My doll history: frightening.
Actually, I didn't have much of a doll history until now. Until I cracked the code, or something, and came to realize with a subversive little shiver just how pleasurable it can be to dress and undress dolls. . .especially with clothes you've made yourself.
As a kid, I was sullen, uncooperative, usually bad-natured and mainly interested in bugs and half-metamorphosed tadpoles, awful blobby things with legs that my mother wouldn't let me keep in my room. Murky jars abounded in the basement right next to the preserves.
I just wasn't a proper little girl. At all. My mother, at a certain point, noticing I wasn't Quite the Thing, pressed a doll on me. Her name was "Deb" and she wasn't even a real doll, not a baby doll or a Barbie. In fact, she looked a little bit like my mother, bland-faced, her hair a perfect helmet of black. Deb was short for Miss Debutante, and how an eight-year-old would understand that word or be able to prounce it is beyond me, but my parents howled when I referred to her (coldly) as "Miss De-BUTTON-ty." She was quickly discarded along with the manicure set designed to make me stop biting my nails.
I don't know, I guess a Barbie or two drifted my way, I'm not sure I recall, though I do remember one of them ended up in a sarcophagus wrapped in perfume-soaked strips of white pillowcase. Most Barbies, no matter how impeccably dressed, always seem to end up at the very back of the closet, naked with their legs obscenely splayed, their hair in a feral, impossible frizz. No one knows what happens to the clothes.
I couldn't own one of these dolls because they cost upwards of $10,000.00. But some time ago, a couple of years maybe, I was scouting birthday presents for my granddaughter Lauren, a sunny soul who so valiantly carries what might be the burden of Type 1 diabetes that she seems to send it whimpering into the corner.
Every year the family takes part in a jolly occasion, the Juvenile Diabetes Research Foundation Walk for the Cure. Our team is called Lauren's Ladybugs (or "wadybugs" as she used to call them), so anything ladybug-esque is of interest to her.
I was dithering around not finding anything, standing in an upscale toy store too expensive to think about buying in, when!
I saw THIS.
Me, who hates dolls? who never played with dolls? who thought dolls were dumb? who didn't know why anyone would even purchase a doll? let alone play with one? Oh my goodness. This was LOVE. Then I turned and walked away, talked myself out of the whole thing. Far too expensive! I was on the other side of the mall when I realized Lana Ladybug was only twenty bucks, and how could I NOT buy her anyway??
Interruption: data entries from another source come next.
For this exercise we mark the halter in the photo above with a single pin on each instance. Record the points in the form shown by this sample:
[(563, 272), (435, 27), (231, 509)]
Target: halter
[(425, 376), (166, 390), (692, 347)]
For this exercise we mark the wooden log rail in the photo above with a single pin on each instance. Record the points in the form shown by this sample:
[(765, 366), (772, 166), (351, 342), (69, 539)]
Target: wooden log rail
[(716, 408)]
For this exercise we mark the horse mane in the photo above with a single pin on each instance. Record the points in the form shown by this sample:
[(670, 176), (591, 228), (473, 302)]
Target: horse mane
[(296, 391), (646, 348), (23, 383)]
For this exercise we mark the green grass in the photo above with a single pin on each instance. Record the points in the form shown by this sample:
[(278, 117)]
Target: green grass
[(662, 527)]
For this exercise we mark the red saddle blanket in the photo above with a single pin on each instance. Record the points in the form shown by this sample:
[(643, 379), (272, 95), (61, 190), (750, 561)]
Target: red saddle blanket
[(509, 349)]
But that's not the last of it, or even the beginning, because as L. L. slept in my closet awaiting wrapping, "something" began to eat at me.
I WANTED that doll. I wanted to hold that doll, take its dress off and put it back on again, set it on my bookcase to watch over my most cherished books.
It took a while before I gave in, and even at that, it's only recently I've started to make clothes for it. Actually, not for mine (and I have two of them now - only two - so far, that is - ) but for my granddaughters'. They must have at least ten of these Groovy Girls stuffed in a box (and they're almost always naked, perhaps a sort of tribute to their ancestral goddess, Barbie).
These little doll-smidgens are ideal to knit for: long, slim and tubular, so that you can make tops, skirts and dresses all along the same lines.
So that's what I'm doing, to surprise them. I had to try them on my own dolls, of course, and that's when I got this strange feeling. What was it? Intimacy? Can't be that. The doll's pliable arms and legs made it possible to bend her limbs in half. So she was malleable. Vulnerable. Recognizably human. Her face was sweet, her hair a tousle. I don't know! What's happening to me? Am I going all soft? Is this weird or what?
It feels good to dress these dolls, as if the little girl in me, the one who never had a chance to develop because she was too busy being a tough little survivor, is finally coming out to play.
I see my blondies, my grandgirls, all done up in their sparkly butterfly tshirts, their glittery shoes that light up when they run, fluffy little tutus, stripey candycane tights, and I think: I missed that. All that. I was all done up in my brother's castoffs. In some cases they'd been through two brothers, who were five and ten years older than me. So those clothes were very old and very shabby indeed, usually held on me with big safety pins.
Is this Cinderella awakening in me, or what? Why now? I'm not happy, don't ever get that idea. I'm one of the unhappiest people I have ever known. But I'm not dead inside. Not quite. Bad mental health, rotten luck and being thoroughly cursed has not quite stamped out that tiny ladybug of joy at the centre of my heart.